3        A motion to modify a sentence must be brought within ninety days of sentencing under WIS. STAT. § 973.19(1)(a), or within appellate time limits set forth in WIS. STAT. RULE 809.30.  See State v. Norwood, 161 Wis. 2d 676, 680‑81, 468 N.W.2d 741 (Ct. App. 1991).  Singleton did not move to modify his sentence until nearly seven years after this sentence was imposed, so his motion is untimely.  Moreover, if we were to construe the motion as brought pursuant to WIS. STAT. § 974.06, which allows postconviction challenges in a broader set of circumstances, Singleton’s claim would fail because that statute may not be used to challenge the circuit court’s exercise of sentencing discretion “when a sentence is within the statutory maximum or otherwise within the statutory power of the court.”  See Smith v. State, 85 Wis. 2d 650, 661, 271 N.W.2d 20 (1978).  Additionally, only jurisdictional and constitutional issues may be addressed in a Wis. Stat. § 974.06 motion, and Singleton raises neither here.  See Smith, 85 Wis. 2d at 661.

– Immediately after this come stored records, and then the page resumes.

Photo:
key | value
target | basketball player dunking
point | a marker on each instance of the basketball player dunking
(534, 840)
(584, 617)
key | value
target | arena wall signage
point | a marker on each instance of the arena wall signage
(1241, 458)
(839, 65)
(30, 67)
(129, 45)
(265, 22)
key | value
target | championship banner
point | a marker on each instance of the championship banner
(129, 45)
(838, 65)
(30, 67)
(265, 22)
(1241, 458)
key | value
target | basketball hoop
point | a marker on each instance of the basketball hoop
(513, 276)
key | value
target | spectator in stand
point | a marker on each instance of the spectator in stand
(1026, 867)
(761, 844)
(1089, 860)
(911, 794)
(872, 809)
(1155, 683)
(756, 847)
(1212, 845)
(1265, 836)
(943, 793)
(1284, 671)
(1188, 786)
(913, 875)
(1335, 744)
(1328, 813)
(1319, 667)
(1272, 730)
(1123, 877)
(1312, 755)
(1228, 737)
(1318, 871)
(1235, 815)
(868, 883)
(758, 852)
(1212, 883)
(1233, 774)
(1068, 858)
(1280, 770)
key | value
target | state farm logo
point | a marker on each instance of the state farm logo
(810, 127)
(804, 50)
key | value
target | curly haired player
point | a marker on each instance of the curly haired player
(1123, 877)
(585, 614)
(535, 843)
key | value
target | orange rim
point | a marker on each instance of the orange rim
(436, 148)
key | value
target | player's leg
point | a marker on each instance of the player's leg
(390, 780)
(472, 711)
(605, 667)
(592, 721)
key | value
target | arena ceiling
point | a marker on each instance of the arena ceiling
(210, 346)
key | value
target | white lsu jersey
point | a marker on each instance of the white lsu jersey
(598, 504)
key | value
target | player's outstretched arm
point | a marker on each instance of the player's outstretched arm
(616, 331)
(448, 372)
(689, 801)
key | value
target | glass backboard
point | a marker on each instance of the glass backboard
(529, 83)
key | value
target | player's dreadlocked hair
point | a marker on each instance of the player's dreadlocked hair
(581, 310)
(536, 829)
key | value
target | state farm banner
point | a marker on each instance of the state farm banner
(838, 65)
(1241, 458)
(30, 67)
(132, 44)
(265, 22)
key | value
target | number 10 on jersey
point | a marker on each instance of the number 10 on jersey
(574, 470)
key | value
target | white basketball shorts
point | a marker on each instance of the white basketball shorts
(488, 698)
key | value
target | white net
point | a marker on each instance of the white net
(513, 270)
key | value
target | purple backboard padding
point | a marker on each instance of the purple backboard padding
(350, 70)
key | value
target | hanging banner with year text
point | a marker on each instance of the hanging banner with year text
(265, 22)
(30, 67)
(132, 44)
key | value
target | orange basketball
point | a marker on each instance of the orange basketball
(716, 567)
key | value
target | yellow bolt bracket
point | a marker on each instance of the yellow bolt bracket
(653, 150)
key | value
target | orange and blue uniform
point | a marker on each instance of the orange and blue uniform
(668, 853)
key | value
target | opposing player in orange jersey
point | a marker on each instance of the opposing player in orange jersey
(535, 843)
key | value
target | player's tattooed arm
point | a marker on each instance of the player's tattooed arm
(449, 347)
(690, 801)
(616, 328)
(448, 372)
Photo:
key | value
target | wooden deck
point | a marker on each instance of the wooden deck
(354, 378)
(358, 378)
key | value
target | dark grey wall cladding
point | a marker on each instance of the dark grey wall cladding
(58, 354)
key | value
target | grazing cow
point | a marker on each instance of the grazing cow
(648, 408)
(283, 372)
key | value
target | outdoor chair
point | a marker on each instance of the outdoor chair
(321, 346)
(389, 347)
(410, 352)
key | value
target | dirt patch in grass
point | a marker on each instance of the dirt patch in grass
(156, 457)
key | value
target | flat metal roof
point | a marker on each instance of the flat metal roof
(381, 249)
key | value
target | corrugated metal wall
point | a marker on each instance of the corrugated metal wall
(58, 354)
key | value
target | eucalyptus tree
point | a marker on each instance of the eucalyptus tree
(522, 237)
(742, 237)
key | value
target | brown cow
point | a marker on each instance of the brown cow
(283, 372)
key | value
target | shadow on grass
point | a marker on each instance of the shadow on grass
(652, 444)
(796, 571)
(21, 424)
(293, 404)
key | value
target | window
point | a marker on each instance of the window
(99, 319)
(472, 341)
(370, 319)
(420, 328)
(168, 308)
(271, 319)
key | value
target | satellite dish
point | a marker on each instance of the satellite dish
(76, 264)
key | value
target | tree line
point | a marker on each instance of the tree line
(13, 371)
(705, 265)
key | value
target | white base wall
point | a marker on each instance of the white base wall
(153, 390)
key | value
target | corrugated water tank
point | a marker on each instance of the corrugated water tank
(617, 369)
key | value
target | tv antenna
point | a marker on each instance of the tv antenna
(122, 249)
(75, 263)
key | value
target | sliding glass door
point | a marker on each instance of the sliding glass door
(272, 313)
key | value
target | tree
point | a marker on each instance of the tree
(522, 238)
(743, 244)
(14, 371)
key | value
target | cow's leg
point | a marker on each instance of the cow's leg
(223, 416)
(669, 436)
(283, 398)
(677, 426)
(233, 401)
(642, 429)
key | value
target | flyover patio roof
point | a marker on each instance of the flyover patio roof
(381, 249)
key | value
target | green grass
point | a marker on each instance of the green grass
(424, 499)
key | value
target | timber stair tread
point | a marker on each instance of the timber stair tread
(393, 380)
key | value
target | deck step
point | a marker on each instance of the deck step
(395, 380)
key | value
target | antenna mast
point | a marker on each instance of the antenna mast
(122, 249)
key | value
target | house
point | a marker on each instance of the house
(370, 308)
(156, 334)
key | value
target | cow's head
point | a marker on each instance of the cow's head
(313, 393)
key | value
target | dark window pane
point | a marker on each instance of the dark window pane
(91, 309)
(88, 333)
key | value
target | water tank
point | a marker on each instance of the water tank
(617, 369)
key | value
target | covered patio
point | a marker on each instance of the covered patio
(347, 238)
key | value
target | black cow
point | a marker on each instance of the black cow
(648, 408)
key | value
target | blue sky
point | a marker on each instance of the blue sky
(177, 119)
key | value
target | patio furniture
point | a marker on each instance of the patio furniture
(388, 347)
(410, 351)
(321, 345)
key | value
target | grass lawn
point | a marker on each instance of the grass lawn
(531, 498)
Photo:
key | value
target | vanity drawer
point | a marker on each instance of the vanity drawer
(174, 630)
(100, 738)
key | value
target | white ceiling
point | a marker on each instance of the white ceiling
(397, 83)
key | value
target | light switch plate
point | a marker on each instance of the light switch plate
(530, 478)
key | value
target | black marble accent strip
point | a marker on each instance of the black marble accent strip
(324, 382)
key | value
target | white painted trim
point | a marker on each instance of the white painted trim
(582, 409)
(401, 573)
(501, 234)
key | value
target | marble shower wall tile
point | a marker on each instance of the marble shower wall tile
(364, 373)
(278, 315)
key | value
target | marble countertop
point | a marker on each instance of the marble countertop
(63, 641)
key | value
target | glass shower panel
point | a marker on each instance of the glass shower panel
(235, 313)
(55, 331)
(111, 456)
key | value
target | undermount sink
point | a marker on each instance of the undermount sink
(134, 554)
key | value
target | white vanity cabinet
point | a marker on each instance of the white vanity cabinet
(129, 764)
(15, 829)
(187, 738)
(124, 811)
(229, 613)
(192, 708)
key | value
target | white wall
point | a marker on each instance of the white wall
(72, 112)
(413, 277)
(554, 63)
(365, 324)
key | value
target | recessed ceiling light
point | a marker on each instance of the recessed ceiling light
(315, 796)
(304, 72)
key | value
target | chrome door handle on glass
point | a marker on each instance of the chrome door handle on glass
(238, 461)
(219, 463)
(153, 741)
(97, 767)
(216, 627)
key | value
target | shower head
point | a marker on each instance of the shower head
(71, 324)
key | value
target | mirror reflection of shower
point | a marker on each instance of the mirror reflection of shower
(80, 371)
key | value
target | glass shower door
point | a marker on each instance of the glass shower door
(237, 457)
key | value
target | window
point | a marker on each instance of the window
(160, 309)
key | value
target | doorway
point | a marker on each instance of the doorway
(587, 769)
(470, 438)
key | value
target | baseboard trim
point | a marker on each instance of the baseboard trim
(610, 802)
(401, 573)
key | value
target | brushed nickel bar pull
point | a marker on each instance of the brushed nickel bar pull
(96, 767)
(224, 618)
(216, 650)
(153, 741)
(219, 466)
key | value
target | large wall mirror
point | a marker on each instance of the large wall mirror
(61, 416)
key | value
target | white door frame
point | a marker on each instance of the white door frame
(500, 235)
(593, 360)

¶4        Singleton contends that he should be allowed to obtain relief because his motion for sentence modification is based on a “new factor,” the recently decided Cherry case.  See id., 312 Wis. 2d 203, ¶10.  A motion for sentence modification based on a “new factor” can be made at any time.  State v. Noll, 2002 WI App 273, ¶12, 258 Wis. 2d 573, 653 N.W.2d 895.  “The term ‘new factor’ refers to a fact or set of facts highly relevant to the imposition of sentence, but not known to the trial judge at the time of original sentencing, either because it was not then in existence or because … it was unknowingly overlooked by all of the parties.”  State v. Kluck, 210 Wis. 2d 1, 7, 563 N.W.2d 468 (1997).  Our recent decision in Cherry does not qualify as a new factor.  We have previously held that a post‑sentencing change in the law is not a new factor for purposes of sentence modification because it is “not highly relevant” to the imposition of the original sentence.  See State v. Trujillo, 2005 WI 45, ¶30, 279 Wis. 2d 712, 694 N.W.2d 933; State v. Tucker, 2005 WI 46, ¶13, 279 Wis. 2d 697, 694 N.W.2d 926.

            By the Court.—Order affirmed.

            Recommended for publication in the official reports.

 


 



[1]  The judgment of conviction lists a $250.00 DNA analysis surcharge as a condition of the sentence, and orders that costs, surcharges and special assessments be paid “from up to 25% of prison wages and as a condition of extended supervision.”